Cinema

Mario Monicelli e la seconda grande guerra

Mario Monicelli e la seconda grande guerra

Un comandante che non ama comandare, alla guida di un pugno di uomini convinti che la guerra durerà ben poco: entro Natale, tutti a casa.

Parte da qui il nuovo film di Mario Monicelli (è il suo 65mo) 'Le rose del deserto', nelle sale dal 1°dicembre. Per il maestro della commedia all'italiana (92 anni e non sentirli) una nuova storia in cui, come nella migliore tradizione, protagonista è una sorta di 'armata brancaleone' (se confrontata con gli efficienti mezzi e uomini dell'alleato germanico) formata da tante facce e tanti dialetti, dal veneto al siciliano, dal milanese al romano.

 

Il film è liberamente ispirato al libro 'Il deserto della Libia' di Mario Tobino, una raccolta di appunti, ricordi e impressioni raccolte dall'autore durante il periodo trascorso in Libia come soldato. "L'idea mi è venuta dal romanzo - ha raccontato Monicelli - ma erano argomenti sui quali riflettevo anch'io da molti anni. Anch'io ho fatto la guerra, ma non in Libia. Da tempo però ero interessato a raccontare quella zona; ispirandomi al romanzo e rubando alcuni particolari da altri libri, ho scritto la storia." Una commedia a tratti amara - com'è nello stile del regista - che parlando di quella guerra parla anche di tutte le guerre. Impossibile, guardando il film, non pensare infatti alle attuali missioni in Iraq o Afghanistan, dove i soldati italiani si confrontano con un mondo islamico in apparenza molto lontano, ma nel quale trovano a volte più somiglianze che differenze. Un film anche sulle assurdità della guerra, sulla quale però Monicelli tiene a precisare: "Io non sono un pacifiscta ad ogni costo. Quando l'Italia doveva essere liberata dal fascismo e dal nazismo, io fui contento che ci fosse quella guerra, che era l'unico modo per liberarsi da quelle piaghe."

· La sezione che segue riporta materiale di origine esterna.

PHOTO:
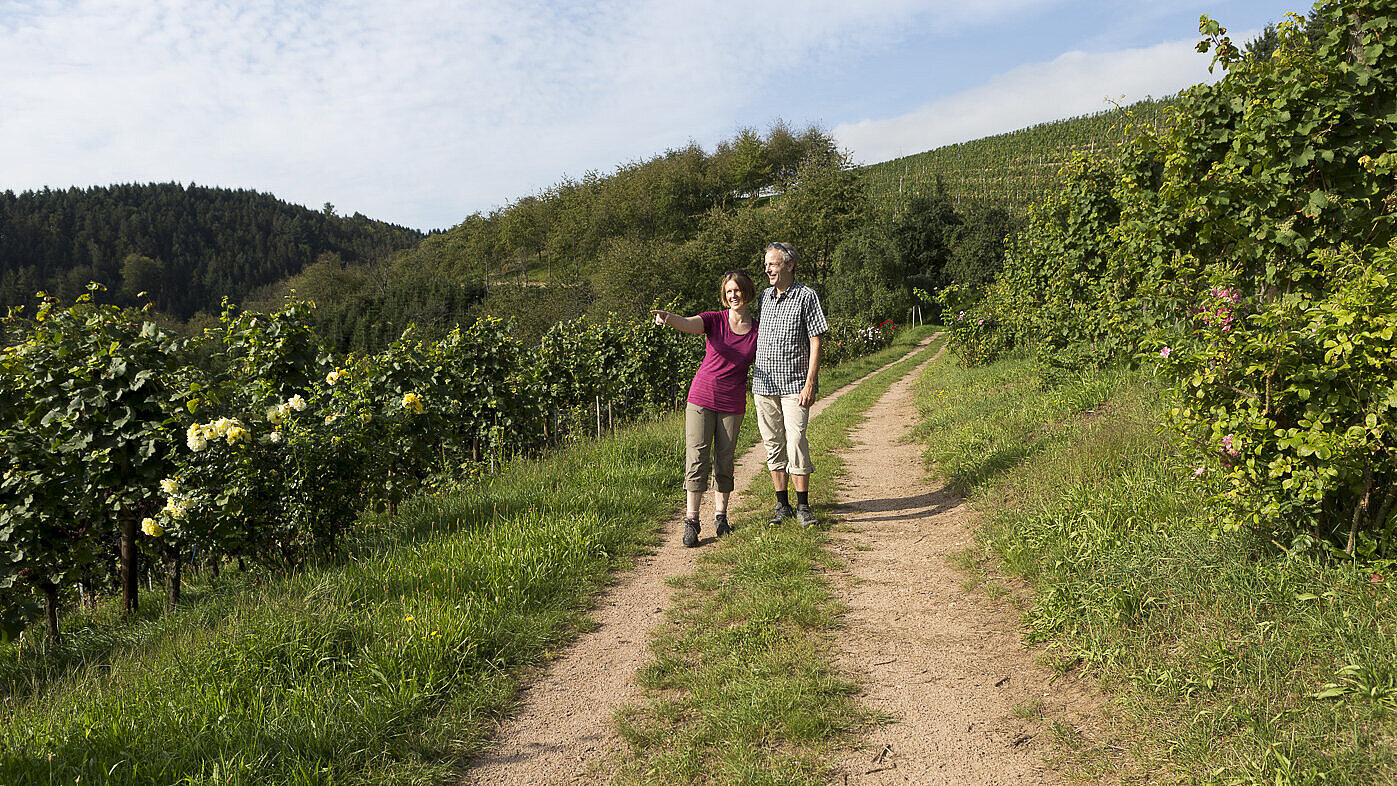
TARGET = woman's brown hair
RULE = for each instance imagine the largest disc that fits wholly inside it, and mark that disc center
(749, 292)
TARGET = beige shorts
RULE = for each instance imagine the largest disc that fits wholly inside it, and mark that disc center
(783, 422)
(710, 440)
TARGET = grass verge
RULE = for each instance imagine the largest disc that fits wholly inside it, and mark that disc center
(1232, 663)
(741, 688)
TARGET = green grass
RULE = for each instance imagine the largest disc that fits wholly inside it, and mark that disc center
(1217, 648)
(386, 669)
(741, 688)
(390, 666)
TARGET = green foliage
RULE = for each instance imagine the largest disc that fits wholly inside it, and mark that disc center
(87, 430)
(1273, 186)
(868, 281)
(850, 338)
(193, 245)
(1292, 402)
(1009, 171)
(1230, 662)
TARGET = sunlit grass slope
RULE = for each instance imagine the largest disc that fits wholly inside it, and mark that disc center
(1231, 662)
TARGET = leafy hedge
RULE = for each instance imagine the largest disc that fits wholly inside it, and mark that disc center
(1248, 249)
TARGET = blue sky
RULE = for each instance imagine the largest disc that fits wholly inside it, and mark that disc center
(422, 112)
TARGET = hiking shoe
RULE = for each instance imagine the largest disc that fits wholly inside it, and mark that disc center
(721, 524)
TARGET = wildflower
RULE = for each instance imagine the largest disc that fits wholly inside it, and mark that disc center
(196, 439)
(1228, 446)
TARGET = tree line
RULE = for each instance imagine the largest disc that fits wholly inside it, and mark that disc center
(1248, 251)
(186, 247)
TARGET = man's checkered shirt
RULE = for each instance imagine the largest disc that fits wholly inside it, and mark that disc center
(788, 320)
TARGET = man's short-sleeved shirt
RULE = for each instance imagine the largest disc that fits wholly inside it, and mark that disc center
(788, 320)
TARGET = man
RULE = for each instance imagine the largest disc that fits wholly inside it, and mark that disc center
(784, 379)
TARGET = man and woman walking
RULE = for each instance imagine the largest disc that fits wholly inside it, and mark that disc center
(781, 346)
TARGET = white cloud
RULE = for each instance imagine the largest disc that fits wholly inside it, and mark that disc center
(1072, 84)
(415, 110)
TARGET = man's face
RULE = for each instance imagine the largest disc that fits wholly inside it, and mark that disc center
(776, 264)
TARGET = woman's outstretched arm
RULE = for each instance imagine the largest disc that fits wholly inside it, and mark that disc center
(683, 324)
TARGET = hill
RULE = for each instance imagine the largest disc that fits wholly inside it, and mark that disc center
(186, 246)
(1013, 169)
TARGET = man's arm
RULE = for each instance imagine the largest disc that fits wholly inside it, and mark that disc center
(808, 391)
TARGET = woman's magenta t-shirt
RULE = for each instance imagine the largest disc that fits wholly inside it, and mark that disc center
(721, 381)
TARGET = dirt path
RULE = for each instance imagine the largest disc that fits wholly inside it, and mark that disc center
(947, 665)
(563, 725)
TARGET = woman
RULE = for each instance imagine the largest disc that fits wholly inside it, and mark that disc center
(717, 397)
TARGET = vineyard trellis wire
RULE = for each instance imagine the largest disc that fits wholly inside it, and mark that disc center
(122, 443)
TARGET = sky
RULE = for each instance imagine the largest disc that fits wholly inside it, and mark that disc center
(421, 112)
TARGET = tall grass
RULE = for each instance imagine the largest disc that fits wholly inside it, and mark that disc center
(390, 666)
(1231, 661)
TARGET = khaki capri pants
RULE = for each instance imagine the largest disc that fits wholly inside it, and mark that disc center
(783, 423)
(710, 441)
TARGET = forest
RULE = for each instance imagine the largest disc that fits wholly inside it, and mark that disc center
(186, 247)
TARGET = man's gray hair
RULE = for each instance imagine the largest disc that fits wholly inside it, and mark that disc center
(787, 251)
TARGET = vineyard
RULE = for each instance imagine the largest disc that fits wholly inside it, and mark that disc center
(133, 453)
(1012, 171)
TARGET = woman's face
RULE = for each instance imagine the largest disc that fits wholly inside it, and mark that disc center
(732, 295)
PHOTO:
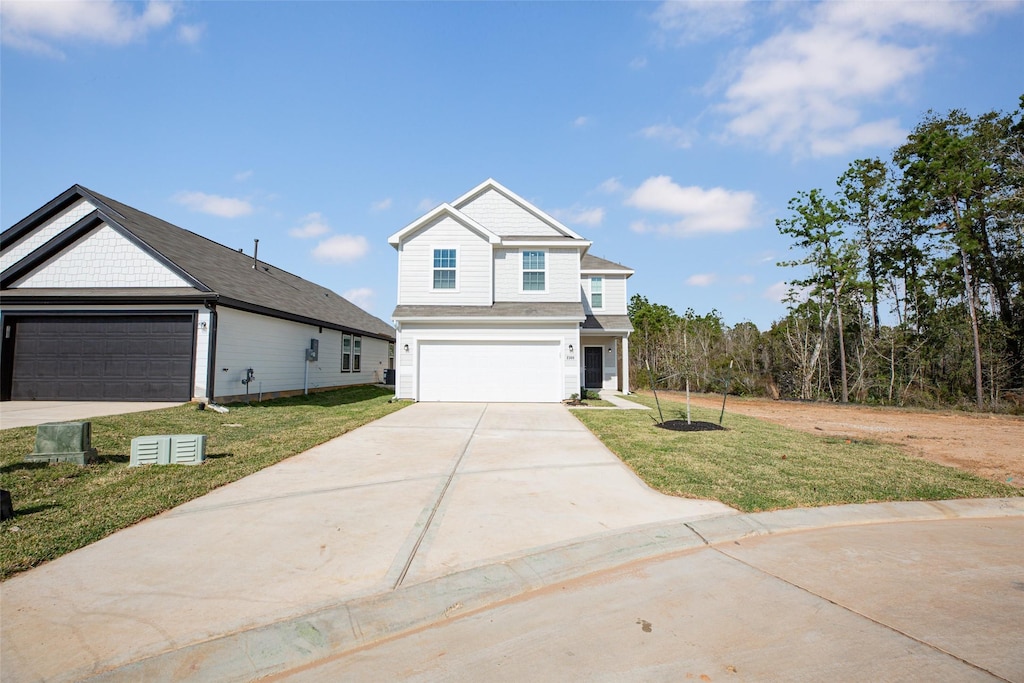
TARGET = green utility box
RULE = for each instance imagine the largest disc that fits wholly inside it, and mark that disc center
(168, 450)
(64, 442)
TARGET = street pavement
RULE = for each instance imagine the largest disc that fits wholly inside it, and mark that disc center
(485, 542)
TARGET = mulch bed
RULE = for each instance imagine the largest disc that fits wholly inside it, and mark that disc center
(694, 426)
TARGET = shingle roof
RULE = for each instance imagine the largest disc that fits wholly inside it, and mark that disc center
(589, 262)
(229, 275)
(570, 309)
(608, 323)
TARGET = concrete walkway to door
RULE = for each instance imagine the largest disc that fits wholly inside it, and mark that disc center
(427, 492)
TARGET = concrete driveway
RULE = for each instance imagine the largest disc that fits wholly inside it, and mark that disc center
(432, 489)
(32, 413)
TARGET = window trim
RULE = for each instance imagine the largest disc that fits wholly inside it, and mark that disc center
(599, 280)
(523, 270)
(433, 269)
(346, 355)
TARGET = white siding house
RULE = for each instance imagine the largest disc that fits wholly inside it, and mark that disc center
(493, 305)
(103, 302)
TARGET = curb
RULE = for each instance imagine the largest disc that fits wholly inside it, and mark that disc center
(279, 647)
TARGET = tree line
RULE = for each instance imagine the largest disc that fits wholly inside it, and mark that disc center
(909, 285)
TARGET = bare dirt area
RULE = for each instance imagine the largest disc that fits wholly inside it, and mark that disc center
(989, 445)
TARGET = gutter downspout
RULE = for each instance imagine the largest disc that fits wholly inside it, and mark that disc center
(211, 368)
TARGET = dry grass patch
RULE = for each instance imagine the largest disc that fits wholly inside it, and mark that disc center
(756, 466)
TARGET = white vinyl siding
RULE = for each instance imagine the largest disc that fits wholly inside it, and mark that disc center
(562, 275)
(473, 265)
(103, 258)
(503, 216)
(275, 350)
(44, 233)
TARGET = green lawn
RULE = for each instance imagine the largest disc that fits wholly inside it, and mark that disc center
(59, 508)
(755, 465)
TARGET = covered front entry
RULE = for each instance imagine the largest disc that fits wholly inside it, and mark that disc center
(593, 367)
(98, 357)
(491, 371)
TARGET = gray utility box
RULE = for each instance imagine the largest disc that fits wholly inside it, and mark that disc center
(64, 442)
(168, 450)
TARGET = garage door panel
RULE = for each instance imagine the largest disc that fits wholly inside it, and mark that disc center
(492, 372)
(102, 357)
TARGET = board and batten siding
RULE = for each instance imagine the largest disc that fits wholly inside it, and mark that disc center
(412, 334)
(505, 217)
(473, 266)
(275, 351)
(561, 278)
(614, 295)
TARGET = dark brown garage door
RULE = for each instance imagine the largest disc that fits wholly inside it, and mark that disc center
(102, 357)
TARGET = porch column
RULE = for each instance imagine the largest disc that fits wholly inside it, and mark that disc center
(626, 365)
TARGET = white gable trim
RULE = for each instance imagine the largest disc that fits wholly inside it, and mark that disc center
(443, 209)
(491, 183)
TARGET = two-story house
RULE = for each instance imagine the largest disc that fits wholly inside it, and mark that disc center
(500, 302)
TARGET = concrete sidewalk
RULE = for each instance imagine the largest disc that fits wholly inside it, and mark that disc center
(939, 600)
(431, 489)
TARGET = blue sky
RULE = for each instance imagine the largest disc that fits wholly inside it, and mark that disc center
(671, 134)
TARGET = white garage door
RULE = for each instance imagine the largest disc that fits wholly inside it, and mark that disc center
(492, 372)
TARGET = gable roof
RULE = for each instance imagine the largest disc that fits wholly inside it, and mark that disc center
(596, 264)
(437, 212)
(457, 210)
(493, 185)
(216, 272)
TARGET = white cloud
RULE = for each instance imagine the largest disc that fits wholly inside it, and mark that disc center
(342, 249)
(225, 207)
(190, 33)
(667, 132)
(700, 20)
(36, 27)
(610, 186)
(714, 210)
(312, 225)
(701, 279)
(360, 296)
(580, 215)
(807, 87)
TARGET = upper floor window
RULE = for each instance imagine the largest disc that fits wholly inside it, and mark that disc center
(534, 271)
(444, 265)
(597, 292)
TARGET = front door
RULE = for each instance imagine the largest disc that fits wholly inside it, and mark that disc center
(593, 367)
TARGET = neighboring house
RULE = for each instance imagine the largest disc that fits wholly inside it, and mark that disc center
(99, 301)
(498, 301)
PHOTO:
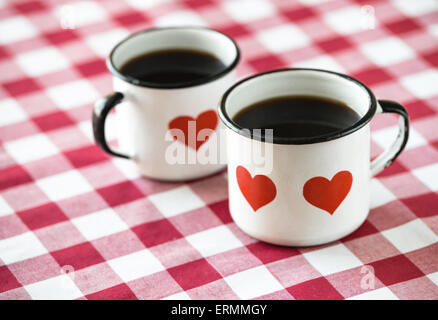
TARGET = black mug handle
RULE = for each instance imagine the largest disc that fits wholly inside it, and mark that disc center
(100, 112)
(389, 155)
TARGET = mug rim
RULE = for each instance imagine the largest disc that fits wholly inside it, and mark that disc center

Il film: siamo in Libia, 1941. In un'oasi sperduta nel deserto si accampa la 31ma sezione Sanità dell'esercito italiano. Un reparto medico che segue il fronte da lontano, il cui compito è rimettere in piedi i feriti. Il comandante (Alessandro Haber) è un romantico che al dare ordini preferisce recitare Omero e scrivere lettere d'amore alla moglie lontana. Sotto di lui, il giovane tenente medico Salvi (Giorgio Pasotti), appassionato di fotografia che "più che un fascista' si sente un turista", e un gruppo di giovani soldati e medici che hanno i volti per lo più di attori non professionisti. "Ai provini - ha spiegato Monicelli - tutti gli attori tra i 18 e i 25 anni che ho visto erano alti, belli e palestrati. I soldati del 1940 erano tutti piccoli, spesso tarchiati, di certo non atletici." E anche per questo, nelle scene di massa, la maggior parte dei soldati italiani è stata interpretata da giovani tunisini (il set era in Tunisia), assai più simili ai loro coetanei italiani di 50 anni fa. Tra i protagonisti, anche Michele Placido in saio da frate, nel ruolo di una sorta di 'missionario' (più pratico che teologo), che nel piccolo villaggio nel deserto ha costruito una scuola per i bambini del posto. "E' il mio personaggio preferito - ha spiegato il regista - perché è un personaggio con un approccio molto laico e anche avventuroso nei confronti della sua missione." Unica donna, la modella israeliana Moran Atias nella parte di una ragazza del villaggio.

Un film di guerra che ha impegnato parecchio gli uomini di Monicelli: settimane trascorse nel deserto tunisimo, tra tempeste di sabbia e altre scomodità. E proprio gli aspetti meno 'da cartolina' sono quelli che il regista ha voluto sottolineare nel film: "Non esistono dune rosa e oasi paradisiache nel deserto, ci sono solo mucchi di sabbia e qualche palma rinsecchita." E a proposito di film di guerra, il preferito dal padre della commedia all'italiana qual è? "Senz'altro 'Orizzonti di gloria' di Kubrick'. Tra tutti, è quello che avrei voluto fare io. Anche se quello è un film drammatico ed io non potrei rinunciare alla mia componente ironica, alla quale tengo molto."